Next week, Wells Fargo (WFC 0.23%) kicks off earnings season for the nation's biggest banks; here are four things investors should watch for when it does so on July 14th.

1. Earnings
Wells Fargo emerged from the financial crisis as one of the biggest and most profitable banks in America.

  • It earned $23 billion over the last 12 months, beating even JPMorgan Chase, the nation's biggest bank by assets.
  • Its quarterly earnings per share have increased on a year-over-year basis in 18 out of the last 19 quarters.
  • And over the last four quarters, it's generated a 14% return on equity. This not only exceeds the typical bank's cost of capital, it's also leaps and bounds better than Wells Fargo's too-big-to-fail peers -- JPMorgan Chase, Bank of America, and Citigroup -- which earned between 3.8% and 10.7% on their equity over the same period.

Given this, the story line for Wells Fargo's quarterly results typically revolves around whether the California-based bank grew its earnings per share on a year-over-year basis. To have done so in the second quarter, it will have needed to earn more than $5.7 billion, or $1.01 per diluted share.

2. Lending margins
Although growing its quarterly earnings per share is the ideal outcome, investors needn't be dismayed if Wells Fargo comes up short for the second quarter in a row. I say that because it's suffering through unusually low lending margins.

One of the main ways banks make money is to borrow at low short-term interest rates from depositors and other institutional investors and invest the proceeds into higher-yielding assets, such as loans and government securities. In banking lexicon, this is known as interest rate arbitrage.

The profitability of this activity is dictated by the lending margin -- that is, the difference between what a bank pays to borrow money and what it yields from interest-earning assets. For an asset-sensitive bank like Wells Fargo, the key to maximizing the lending margin is higher short-term interest rates, as the majority of the bank's loans on the asset side of its balance sheet are indexed to the federal funds rate or the London Interbank Offered Rate.

Analysts look at a bank's net interest margin to gauge this, which is calculated by dividing a lender's net interest income by its earning assets.

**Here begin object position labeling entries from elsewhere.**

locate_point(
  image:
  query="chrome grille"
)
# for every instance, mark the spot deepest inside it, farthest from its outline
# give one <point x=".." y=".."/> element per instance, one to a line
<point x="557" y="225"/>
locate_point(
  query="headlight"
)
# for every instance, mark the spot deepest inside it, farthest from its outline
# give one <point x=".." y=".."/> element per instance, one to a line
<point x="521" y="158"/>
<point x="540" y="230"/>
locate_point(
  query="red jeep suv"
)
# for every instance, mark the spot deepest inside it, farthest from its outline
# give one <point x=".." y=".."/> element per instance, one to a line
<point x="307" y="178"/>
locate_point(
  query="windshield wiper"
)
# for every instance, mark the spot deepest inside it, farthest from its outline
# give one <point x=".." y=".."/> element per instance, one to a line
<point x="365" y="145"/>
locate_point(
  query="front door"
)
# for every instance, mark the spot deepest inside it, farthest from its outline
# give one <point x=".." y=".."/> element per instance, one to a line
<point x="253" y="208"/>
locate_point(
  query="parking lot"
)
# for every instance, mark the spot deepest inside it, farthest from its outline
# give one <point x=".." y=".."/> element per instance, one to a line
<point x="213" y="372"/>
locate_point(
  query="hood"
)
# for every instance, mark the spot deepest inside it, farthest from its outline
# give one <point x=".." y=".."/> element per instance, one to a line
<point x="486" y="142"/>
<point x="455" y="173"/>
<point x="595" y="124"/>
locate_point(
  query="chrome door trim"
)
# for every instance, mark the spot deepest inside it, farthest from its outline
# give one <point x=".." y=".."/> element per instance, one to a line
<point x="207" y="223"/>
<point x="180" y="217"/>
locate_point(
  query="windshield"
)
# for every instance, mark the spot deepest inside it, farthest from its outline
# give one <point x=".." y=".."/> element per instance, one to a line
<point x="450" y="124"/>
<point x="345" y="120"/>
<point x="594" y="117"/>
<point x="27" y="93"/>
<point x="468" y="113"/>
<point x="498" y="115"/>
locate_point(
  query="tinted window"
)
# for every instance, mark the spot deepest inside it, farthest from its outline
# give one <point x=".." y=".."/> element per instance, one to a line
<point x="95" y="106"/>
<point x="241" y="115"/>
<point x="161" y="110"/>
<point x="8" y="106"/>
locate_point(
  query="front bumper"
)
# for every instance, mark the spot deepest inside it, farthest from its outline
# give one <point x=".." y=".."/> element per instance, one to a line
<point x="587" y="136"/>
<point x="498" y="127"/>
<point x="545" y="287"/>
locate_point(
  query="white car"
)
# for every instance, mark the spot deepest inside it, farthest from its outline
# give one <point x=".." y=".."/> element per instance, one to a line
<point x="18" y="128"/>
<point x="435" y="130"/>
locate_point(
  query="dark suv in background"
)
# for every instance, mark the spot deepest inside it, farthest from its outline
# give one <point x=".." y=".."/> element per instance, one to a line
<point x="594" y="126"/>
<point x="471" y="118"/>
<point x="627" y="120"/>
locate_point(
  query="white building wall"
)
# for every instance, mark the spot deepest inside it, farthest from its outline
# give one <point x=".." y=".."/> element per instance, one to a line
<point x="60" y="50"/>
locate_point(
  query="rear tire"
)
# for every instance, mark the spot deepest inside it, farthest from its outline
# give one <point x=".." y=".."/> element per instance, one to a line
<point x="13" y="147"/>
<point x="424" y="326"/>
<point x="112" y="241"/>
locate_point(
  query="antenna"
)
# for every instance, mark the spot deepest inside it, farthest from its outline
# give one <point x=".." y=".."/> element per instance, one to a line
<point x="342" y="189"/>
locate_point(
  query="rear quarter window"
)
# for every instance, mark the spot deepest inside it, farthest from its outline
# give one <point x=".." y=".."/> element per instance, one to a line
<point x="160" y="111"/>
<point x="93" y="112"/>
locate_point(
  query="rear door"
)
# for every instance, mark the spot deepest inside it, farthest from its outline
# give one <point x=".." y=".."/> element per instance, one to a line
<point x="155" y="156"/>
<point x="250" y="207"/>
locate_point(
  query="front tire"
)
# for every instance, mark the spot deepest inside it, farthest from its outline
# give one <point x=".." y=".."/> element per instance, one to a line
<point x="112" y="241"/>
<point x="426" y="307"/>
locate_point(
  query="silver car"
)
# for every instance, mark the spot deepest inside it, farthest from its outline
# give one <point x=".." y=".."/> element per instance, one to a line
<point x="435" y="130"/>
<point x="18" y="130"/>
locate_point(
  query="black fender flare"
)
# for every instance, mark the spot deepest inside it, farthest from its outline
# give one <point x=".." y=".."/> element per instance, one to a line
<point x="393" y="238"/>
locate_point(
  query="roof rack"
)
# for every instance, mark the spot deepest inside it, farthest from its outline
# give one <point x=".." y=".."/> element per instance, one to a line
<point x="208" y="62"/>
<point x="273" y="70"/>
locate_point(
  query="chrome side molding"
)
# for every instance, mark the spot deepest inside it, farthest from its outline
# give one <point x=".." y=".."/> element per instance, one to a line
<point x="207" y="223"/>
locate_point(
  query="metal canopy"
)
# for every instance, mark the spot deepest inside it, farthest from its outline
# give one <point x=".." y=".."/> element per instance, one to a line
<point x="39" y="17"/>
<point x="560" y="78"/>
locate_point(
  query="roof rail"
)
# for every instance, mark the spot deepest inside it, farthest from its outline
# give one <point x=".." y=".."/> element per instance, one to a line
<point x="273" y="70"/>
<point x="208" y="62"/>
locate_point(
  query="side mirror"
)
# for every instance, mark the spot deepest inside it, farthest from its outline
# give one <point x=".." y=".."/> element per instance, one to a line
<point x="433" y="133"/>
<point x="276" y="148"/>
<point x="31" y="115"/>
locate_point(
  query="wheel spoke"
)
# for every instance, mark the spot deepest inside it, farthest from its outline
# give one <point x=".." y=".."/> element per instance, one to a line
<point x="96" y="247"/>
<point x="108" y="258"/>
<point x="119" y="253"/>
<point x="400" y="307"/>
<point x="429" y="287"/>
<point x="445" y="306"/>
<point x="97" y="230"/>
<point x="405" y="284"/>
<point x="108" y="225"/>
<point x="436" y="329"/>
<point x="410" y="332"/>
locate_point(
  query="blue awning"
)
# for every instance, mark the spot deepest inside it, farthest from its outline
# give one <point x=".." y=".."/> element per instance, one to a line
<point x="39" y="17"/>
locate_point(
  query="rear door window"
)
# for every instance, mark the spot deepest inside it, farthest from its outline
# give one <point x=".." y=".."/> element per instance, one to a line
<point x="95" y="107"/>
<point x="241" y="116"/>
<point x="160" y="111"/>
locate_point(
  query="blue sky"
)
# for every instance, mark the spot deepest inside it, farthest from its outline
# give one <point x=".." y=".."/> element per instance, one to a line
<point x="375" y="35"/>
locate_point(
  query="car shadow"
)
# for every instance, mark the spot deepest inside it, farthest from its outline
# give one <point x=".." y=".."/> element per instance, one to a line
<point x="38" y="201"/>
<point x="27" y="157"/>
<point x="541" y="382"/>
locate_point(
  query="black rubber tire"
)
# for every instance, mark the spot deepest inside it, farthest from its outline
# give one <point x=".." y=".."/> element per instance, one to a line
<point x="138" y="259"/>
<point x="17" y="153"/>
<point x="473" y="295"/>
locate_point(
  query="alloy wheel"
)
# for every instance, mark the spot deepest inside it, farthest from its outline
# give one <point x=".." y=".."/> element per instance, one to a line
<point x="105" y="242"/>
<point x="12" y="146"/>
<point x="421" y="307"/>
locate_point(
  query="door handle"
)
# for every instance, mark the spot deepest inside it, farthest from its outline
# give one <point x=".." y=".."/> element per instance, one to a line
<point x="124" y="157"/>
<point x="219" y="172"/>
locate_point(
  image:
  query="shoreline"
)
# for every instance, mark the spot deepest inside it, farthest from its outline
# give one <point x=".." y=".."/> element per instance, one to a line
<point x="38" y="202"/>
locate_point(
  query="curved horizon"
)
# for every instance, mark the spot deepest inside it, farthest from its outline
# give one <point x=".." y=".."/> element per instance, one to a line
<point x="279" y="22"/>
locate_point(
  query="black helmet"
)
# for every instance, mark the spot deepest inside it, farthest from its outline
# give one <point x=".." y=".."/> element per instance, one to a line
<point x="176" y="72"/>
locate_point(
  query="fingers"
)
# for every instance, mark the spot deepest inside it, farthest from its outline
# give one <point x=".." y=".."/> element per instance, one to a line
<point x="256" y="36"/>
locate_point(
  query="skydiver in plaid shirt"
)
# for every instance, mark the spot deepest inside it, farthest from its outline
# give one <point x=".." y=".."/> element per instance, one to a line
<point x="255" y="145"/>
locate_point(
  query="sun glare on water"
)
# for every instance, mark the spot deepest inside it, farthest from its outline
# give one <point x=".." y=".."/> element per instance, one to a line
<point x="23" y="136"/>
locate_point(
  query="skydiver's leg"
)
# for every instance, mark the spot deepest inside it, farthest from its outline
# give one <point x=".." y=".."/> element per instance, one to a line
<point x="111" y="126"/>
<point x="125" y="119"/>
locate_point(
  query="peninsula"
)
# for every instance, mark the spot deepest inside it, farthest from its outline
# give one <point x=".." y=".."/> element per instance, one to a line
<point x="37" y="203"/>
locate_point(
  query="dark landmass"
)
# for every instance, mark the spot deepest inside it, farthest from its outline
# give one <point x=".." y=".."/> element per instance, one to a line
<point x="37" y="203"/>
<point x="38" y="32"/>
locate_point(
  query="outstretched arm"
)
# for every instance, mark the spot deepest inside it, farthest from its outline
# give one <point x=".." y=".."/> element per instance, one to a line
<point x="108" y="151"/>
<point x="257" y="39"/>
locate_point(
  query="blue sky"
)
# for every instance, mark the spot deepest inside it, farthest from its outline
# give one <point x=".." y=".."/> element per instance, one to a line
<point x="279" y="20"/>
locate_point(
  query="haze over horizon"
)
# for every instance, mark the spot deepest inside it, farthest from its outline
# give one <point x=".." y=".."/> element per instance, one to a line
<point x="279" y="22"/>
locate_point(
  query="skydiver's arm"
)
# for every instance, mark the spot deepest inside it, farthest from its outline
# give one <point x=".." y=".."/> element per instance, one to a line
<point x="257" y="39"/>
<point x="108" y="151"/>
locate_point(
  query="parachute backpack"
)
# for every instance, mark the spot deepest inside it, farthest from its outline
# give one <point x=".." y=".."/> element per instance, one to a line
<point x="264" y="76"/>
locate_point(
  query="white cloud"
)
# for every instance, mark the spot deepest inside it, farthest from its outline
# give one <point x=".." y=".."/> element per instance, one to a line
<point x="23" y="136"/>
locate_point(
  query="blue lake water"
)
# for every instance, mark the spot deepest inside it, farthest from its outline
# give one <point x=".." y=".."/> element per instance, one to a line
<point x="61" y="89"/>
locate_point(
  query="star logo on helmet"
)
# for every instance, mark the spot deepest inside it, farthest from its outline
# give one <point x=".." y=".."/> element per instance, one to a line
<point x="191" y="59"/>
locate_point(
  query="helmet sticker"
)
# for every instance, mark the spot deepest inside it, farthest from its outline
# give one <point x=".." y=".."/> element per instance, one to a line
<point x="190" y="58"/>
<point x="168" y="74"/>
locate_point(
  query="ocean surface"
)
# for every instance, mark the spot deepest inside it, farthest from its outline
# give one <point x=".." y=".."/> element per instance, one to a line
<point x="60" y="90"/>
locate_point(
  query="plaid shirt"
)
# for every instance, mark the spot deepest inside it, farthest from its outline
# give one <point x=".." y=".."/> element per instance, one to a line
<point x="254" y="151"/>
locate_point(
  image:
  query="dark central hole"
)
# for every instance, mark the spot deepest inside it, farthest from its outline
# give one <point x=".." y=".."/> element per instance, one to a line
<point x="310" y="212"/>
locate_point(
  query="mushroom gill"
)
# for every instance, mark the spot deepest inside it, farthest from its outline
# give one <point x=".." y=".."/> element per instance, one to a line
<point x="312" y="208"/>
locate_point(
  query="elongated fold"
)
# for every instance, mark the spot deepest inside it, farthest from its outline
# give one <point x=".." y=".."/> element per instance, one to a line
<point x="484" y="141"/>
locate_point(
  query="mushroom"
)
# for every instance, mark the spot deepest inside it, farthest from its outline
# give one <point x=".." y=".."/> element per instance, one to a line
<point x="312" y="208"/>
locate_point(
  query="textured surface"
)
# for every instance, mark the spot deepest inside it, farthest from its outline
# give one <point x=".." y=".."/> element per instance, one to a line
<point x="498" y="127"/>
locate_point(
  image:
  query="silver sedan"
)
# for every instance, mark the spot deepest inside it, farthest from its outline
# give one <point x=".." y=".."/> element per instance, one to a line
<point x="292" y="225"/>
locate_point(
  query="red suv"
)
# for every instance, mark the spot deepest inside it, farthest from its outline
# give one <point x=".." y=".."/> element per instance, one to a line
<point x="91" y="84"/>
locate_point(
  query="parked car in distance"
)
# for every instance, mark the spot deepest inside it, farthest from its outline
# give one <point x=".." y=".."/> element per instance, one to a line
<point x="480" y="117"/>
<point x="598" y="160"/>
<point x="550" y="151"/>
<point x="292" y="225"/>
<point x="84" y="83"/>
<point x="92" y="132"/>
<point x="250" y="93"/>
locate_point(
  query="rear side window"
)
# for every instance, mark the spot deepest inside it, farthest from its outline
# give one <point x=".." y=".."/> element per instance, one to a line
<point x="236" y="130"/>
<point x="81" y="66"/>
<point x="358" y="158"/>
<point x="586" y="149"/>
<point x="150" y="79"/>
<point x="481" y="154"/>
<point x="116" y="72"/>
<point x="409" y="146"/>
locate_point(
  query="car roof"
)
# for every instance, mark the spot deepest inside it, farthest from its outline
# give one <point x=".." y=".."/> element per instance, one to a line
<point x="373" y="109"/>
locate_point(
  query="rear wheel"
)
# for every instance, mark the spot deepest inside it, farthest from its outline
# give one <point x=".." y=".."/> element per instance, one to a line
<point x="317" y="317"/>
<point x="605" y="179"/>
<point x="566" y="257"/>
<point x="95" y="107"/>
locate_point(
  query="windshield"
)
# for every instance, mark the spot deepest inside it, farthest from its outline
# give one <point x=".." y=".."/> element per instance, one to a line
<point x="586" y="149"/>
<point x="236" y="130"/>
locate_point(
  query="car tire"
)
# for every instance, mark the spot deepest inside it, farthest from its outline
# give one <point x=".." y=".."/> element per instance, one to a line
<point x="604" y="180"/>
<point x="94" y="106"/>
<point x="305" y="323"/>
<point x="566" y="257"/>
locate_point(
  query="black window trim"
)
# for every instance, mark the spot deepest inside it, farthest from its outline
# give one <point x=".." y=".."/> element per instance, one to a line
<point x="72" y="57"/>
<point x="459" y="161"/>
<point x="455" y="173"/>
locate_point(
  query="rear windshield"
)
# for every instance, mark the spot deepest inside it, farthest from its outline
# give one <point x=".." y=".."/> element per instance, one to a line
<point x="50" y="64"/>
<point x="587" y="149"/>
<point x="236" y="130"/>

The problem for Wells Fargo is that persistently low short-term interest rates have compressed its (and other banks') net interest margin, which, in turn, weighs on profitability. With the Federal Reserve hinting that it won't increase rates this year, investors should expect this trend to continue.

3. Trend in expenses
One of the reasons Wells Fargo's first-quarter earnings per share didn't grow compared to the year-ago period was because its expenses increased at a faster rate than its revenue. Higher regulatory and compliance costs pushed its operating expenses up 4.7% in the first three months of the year to $12.51 billion, from $11.95 billion in the first quarter of 2014.

The key metric in this regard is the efficiency ratio, which is the percent of a bank's net revenue consumed by operating costs. In my opinion, this is the single most important metric one should use when picking bank stocks. You typically want to see a ratio in the 50% to 60% range; that leaves enough revenue to pay taxes and set aside for future loan losses without sacrificing a double-digit return on equity.

In the first quarter, Wells Fargo's efficiency ratio was 58.8%. This falls at the higher end of the bank's 55% to 59% target range. While it'd be nice to see this figure begin migrating lower, investors shouldn't be surprised, or concerned, if that doesn't happen just yet.

CFO John Shrewsberry explained why on the company's first-quarter conference call:

Now is the time when there are big demands in information security and compliance and risk management, and so if we're finding dollars on the efficiency side of the ledger, we're reinvesting them either in products and services for our customers or in becoming best-in-class across all risk management aspects. So that's probably going to keep us here at the higher end of the range, unless we have a breakout in some revenue category or we have an increase in rates, which is fine.

4. Mortgage origination volume
Among Wells Fargo's 90-plus operating units, none is more important than its mortgage-banking division. Following its 2008 acquisition of Wachovia, as well as Bank of America's retreat from residential lending since the financial crisis, Wells Fargo has acquired a commanding share of the domestic market for home loans.

Last year, Wells Fargo originated $175 billion worth of mortgages. This was markedly less than its record $524 billion in 2012 -- the majority of which refinanced existing mortgages -- but it nevertheless handily exceeded the $78 billion in originations from runner-up JPMorgan Chase in 2014.

There isn't a target number investors should watch for in this regard. The objective is rather to simply see how Wells Fargo's mortgage originations are trending. And given that we're in the middle of the homebuying season, you'll want to watch its purchase-money originations to get a sense for the ongoing progress of the housing recovery. You'll be able to find this data on the second-to-last page of Wells Fargo's earnings release, which can be accessed here.